Hot Tub Troubleshooting Guide for Australians

Australian climate and water conditions introduce unique challenges. High ambient temperatures accelerate chemical depletion, and heavy rains can dilute sanitiser levels quickly. Here’s how to adapt your maintenance routine:
Adjusting for local water quality
In some parts of Australia, mineral-heavy water can speed up scale on heaters and jets. A pre-filter on the hose can help when filling, and keeping calcium hardness in your recommended range reduces that chalky build-up. If scale keeps returning, a scale inhibitor and slightly more frequent drain/refills can make maintenance far easier.
Coping with heatwaves
In summer, your spa may overheat even without the heater running.
- Leave the cover partially open during the hottest part of the day to release heat.
- Switching the spa to economy mode reduces the heating cycle.
- Some owners add shade sails or pergolas to protect the tub from direct sun.

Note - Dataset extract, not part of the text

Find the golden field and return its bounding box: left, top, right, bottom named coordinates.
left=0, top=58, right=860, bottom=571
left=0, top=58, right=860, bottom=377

- For cold snaps in southern states, insulate your tub well and use a thermal cover to retain heat.
Dealing with drought restrictions
Water conservation is important. Keep water clean to extend its life and reuse drained water on gardens if allowed (check local council guidelines). When topping up, measure and record how much water you add; small consistent top‑ups maintain water quality without wasting resources.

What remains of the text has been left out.